El Abuelo de Benjamín

Benjamín estaba obsesionado con la serie Los Pincheira, no solo se pasaba el día completo jugando a ser pistolero, sino que esperaba con ansias la hora de la transmisión para mirarla junto a sus padres. Vio cada capítulo sin falta y cuando esta llegó a término, comenzó a lucir, a diario, cabizbajo.
Su madre, preocupada y queriendo subir el ánimo de su pequeño, decidió contarle aquello que, sin saber por qué, había guardado en secreto:
No solo existieron Los Pincheira, hubo otros. A tu abuelo y a sus hermanos, se les conocía en los alrededores de Pemuco como Los Martínez, raudos jinetes que arrasaban con todo a su paso. En cuanto la gente del pueblo veía la polvareda bajar por el camino norte y adentrarse al valle, corrían asustados a sus casas para refugiarse. En las calles desiertas solo se sentían los galopes y relinchos de los caballos, los forajidos andaban en busca de deleites que, en exclusiva, podían encontrar al interior de la aldea. Cuando habían zanjado cada deuda y satisfecho toda sed, se retiraban por donde mismo vinieron. Quedaban algunos chulos heridos y una que otra mujer con el corazón roto a la espera de su regreso.
–¡¿El tata era un Pincheira?! ¡Cuéntame más, mamá! –le dijo entusiasmado el niño.
No sé mucho, hijo. La próxima vez que lo vayamos a ver, le preguntas. –Le respondió ella.
Ahí culminó la pena, Benjamín recobró el entusiasmo. Incluso ahora, sabía que por sus venas corría sangre de bandolero, eso era más que suficiente estímulo para alimentar sus juegos hasta que llegara el verano y pudiera visitar a su abuelo que, por cierto, aún vivía en el sur.
El arribo a Pemuco fue muy diferente a la última vez, en esta ocasión lo observaba todo con otros ojos. Desde el alto, podía divisar el pueblo que guardaba tantas hazañas; aventuras que quería desesperadamente escuchar.

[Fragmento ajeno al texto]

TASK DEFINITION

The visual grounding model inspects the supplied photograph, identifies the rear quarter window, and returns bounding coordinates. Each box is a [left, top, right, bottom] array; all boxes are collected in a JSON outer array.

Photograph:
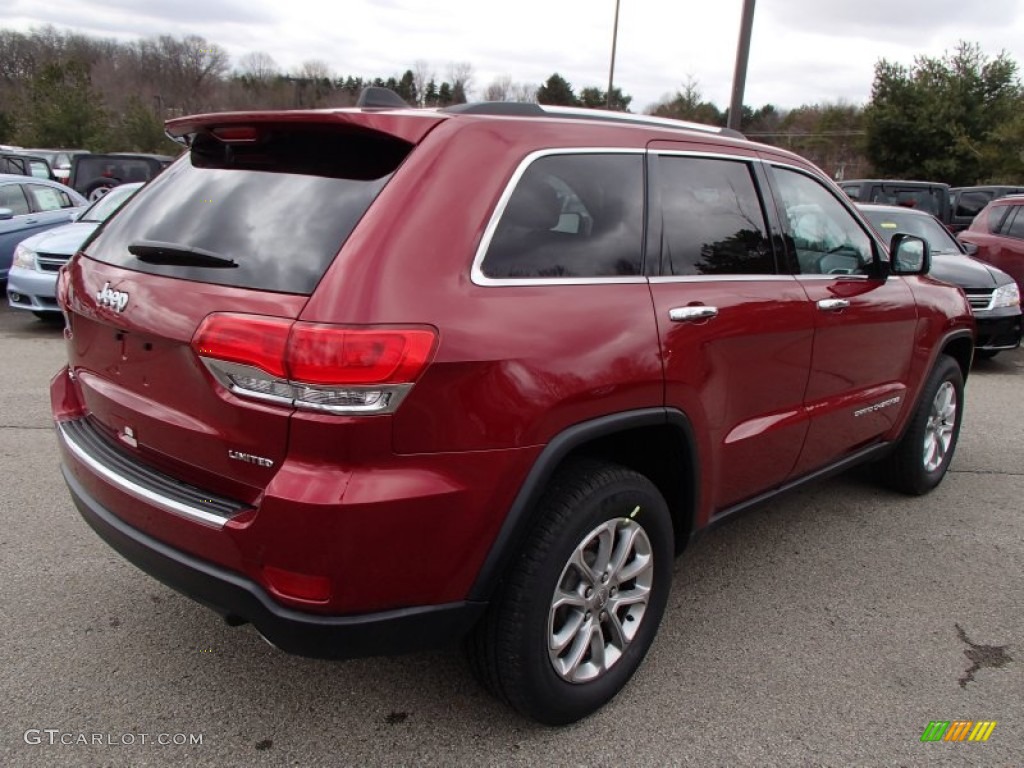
[[481, 154, 643, 279], [85, 126, 411, 295]]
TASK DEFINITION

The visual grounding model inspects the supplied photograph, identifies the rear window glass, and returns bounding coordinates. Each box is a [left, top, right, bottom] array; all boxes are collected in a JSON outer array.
[[85, 126, 411, 295], [869, 184, 948, 216]]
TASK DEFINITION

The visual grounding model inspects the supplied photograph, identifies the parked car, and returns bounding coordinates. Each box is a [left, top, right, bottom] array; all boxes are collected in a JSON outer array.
[[7, 183, 142, 319], [0, 174, 88, 281], [949, 184, 1024, 232], [69, 153, 174, 201], [18, 150, 89, 183], [857, 203, 1021, 357], [0, 152, 57, 181], [50, 90, 975, 724], [839, 178, 952, 226], [956, 195, 1024, 299]]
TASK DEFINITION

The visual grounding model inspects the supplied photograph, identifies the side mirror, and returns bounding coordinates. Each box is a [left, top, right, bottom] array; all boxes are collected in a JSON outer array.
[[889, 232, 932, 274]]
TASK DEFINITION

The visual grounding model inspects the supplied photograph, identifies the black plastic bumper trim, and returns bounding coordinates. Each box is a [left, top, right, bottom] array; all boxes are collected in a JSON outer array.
[[60, 466, 486, 658]]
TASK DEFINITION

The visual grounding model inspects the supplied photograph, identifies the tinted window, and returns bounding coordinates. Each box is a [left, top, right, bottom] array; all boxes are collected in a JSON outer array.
[[27, 184, 75, 211], [0, 184, 29, 216], [988, 206, 1017, 234], [1002, 206, 1024, 240], [861, 209, 962, 253], [775, 168, 874, 274], [481, 155, 643, 278], [78, 184, 139, 223], [658, 156, 775, 274], [0, 158, 30, 176], [86, 127, 410, 294], [956, 191, 993, 218], [869, 184, 945, 215]]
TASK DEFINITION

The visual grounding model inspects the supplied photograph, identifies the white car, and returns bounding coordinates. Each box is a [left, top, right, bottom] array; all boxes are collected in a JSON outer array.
[[7, 183, 142, 319]]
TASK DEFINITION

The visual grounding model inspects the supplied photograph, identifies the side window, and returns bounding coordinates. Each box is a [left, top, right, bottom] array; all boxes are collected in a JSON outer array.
[[988, 206, 1017, 234], [657, 156, 775, 274], [0, 184, 29, 216], [480, 154, 643, 279], [28, 184, 75, 211], [956, 191, 992, 218], [29, 160, 50, 178], [1002, 206, 1024, 240], [774, 168, 874, 274]]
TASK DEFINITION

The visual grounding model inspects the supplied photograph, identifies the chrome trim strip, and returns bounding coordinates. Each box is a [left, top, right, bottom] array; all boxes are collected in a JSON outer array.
[[793, 274, 872, 282], [649, 151, 766, 165], [648, 274, 797, 285], [56, 422, 227, 528], [540, 104, 738, 138], [469, 146, 647, 287]]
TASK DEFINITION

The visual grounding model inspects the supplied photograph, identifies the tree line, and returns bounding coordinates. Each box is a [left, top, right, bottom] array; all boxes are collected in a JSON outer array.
[[0, 27, 1024, 185]]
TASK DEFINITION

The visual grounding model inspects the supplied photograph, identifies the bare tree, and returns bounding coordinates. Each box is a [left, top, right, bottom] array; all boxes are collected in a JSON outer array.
[[413, 58, 435, 106], [239, 50, 281, 86], [512, 83, 539, 103], [483, 75, 513, 101], [297, 58, 334, 80], [449, 61, 473, 103]]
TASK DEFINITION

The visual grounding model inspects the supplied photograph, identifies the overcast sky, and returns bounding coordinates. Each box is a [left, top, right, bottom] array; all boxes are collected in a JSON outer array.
[[6, 0, 1024, 112]]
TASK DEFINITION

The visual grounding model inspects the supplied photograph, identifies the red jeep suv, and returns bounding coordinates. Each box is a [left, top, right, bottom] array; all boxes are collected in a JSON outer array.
[[51, 93, 974, 724]]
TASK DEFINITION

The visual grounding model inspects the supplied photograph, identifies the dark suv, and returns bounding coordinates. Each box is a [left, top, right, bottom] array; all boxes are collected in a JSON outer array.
[[51, 93, 974, 723], [839, 178, 953, 226], [956, 195, 1024, 294]]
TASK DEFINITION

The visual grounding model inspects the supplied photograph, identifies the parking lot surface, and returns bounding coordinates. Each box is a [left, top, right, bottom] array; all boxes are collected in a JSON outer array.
[[0, 305, 1024, 766]]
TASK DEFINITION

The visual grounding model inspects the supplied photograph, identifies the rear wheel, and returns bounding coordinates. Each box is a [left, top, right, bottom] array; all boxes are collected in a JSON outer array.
[[885, 355, 964, 496], [467, 461, 674, 725]]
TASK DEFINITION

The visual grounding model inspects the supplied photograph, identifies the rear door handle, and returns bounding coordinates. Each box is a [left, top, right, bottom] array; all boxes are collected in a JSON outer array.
[[669, 306, 718, 323], [818, 299, 850, 312]]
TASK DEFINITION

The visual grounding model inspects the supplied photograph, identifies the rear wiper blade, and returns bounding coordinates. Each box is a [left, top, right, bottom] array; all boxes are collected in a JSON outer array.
[[128, 240, 239, 269]]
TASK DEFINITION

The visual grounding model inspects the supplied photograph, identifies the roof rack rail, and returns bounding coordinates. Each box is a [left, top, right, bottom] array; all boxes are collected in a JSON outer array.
[[438, 101, 546, 117], [355, 85, 409, 110], [438, 101, 746, 138]]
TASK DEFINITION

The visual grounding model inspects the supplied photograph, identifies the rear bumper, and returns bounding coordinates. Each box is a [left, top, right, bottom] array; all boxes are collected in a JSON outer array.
[[61, 466, 486, 658]]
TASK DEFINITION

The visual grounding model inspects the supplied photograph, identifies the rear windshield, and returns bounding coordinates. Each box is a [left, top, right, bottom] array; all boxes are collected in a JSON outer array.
[[866, 184, 948, 216], [85, 126, 411, 295]]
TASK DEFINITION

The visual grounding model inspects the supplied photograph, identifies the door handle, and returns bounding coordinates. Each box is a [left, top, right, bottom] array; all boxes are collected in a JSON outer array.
[[818, 299, 850, 312], [669, 306, 718, 323]]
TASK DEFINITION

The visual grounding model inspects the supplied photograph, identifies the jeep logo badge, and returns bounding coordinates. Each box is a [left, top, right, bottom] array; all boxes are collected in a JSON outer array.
[[96, 281, 128, 312]]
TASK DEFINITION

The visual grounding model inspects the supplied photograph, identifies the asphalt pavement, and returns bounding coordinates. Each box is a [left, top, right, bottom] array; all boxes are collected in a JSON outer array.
[[0, 296, 1024, 768]]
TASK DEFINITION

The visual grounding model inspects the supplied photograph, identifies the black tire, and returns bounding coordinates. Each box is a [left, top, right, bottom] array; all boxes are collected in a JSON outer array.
[[466, 460, 674, 725], [883, 355, 964, 496]]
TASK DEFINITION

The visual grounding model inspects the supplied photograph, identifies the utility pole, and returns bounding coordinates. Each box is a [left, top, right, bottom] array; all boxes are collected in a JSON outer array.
[[728, 0, 754, 131], [604, 0, 618, 110]]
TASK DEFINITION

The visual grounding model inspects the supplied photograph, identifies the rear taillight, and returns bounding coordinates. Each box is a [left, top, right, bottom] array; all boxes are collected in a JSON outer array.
[[191, 313, 437, 414]]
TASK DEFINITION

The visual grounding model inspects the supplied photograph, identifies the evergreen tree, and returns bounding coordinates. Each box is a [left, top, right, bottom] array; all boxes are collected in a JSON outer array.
[[537, 72, 581, 106]]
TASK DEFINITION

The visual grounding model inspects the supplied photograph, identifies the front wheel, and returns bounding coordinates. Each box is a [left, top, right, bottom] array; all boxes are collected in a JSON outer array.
[[886, 355, 964, 496], [467, 461, 674, 725]]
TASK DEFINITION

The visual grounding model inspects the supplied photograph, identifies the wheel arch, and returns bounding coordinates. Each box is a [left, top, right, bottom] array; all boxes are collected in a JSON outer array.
[[467, 408, 699, 600]]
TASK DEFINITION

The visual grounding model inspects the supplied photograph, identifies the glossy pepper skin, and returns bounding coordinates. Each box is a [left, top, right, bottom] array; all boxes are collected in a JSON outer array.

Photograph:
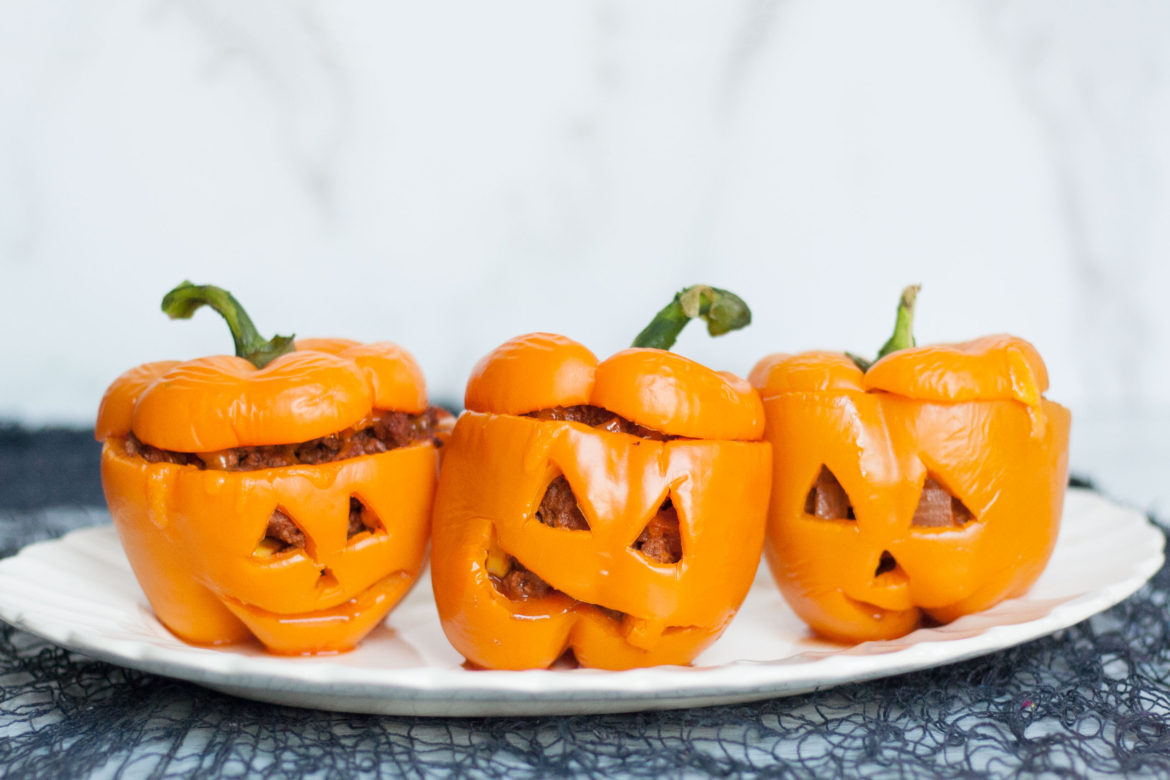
[[750, 336, 1069, 642], [96, 339, 436, 654], [431, 333, 771, 669]]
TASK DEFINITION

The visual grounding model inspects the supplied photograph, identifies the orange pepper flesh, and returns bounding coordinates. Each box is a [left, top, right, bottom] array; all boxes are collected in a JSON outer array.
[[751, 336, 1071, 642], [96, 339, 446, 654], [432, 333, 771, 669]]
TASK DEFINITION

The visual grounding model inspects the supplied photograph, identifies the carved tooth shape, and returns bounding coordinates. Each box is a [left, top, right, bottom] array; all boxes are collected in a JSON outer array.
[[805, 465, 856, 520], [910, 475, 975, 529], [633, 498, 682, 564], [536, 475, 590, 531]]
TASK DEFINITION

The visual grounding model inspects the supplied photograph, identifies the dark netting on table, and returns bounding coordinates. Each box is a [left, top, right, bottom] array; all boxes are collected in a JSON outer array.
[[0, 493, 1170, 778]]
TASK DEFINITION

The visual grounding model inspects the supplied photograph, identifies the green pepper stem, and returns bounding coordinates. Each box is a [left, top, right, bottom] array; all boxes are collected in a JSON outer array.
[[163, 282, 296, 368], [845, 284, 922, 371], [633, 284, 751, 350]]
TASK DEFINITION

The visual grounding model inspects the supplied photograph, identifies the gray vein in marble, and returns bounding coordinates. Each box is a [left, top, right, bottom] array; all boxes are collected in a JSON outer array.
[[164, 0, 352, 222], [975, 2, 1170, 409]]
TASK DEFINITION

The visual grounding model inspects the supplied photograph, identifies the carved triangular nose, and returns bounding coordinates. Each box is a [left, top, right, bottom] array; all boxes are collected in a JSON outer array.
[[805, 465, 856, 520], [910, 476, 975, 529]]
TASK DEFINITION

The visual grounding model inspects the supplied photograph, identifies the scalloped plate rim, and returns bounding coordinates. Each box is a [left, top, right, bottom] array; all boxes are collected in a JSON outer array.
[[0, 489, 1164, 716]]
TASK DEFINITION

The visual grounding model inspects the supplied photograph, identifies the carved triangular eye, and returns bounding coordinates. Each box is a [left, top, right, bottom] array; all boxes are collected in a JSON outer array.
[[345, 496, 383, 539], [536, 475, 589, 531], [874, 550, 897, 577], [252, 506, 308, 558], [633, 498, 682, 564], [910, 476, 975, 529], [805, 465, 856, 520]]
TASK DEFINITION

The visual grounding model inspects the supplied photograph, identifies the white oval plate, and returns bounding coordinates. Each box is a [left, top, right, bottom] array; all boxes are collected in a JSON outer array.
[[0, 489, 1164, 716]]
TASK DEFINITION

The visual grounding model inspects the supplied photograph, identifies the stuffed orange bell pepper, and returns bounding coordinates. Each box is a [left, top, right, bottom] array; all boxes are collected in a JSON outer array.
[[96, 283, 449, 654], [751, 287, 1069, 642], [431, 287, 771, 669]]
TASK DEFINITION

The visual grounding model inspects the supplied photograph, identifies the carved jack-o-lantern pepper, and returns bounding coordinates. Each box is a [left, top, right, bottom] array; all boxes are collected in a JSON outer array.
[[751, 287, 1069, 642], [96, 283, 449, 654], [431, 287, 771, 669]]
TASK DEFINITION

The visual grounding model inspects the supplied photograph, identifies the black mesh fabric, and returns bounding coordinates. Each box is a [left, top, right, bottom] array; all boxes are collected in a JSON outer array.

Al llegar, el anciano no estaba, solía pasar las tardes en el templo. El chiquillo debió esperar unas cuantas horas más y cuando por fin pudo preguntarle, el anciano le respondió, con desdicha y precisión como si volviera a empuñar un arma contra un ser querido:
–Hijo, no creas todo lo que pinta la tv, bandidos y pistoleros no son dignos de admiración; son cuatreros, violadores y asesinos. No hay nada en mi pasado que me enorgullezca. Todo lo que hice –continuó– pesa hasta el día de hoy en mi conciencia.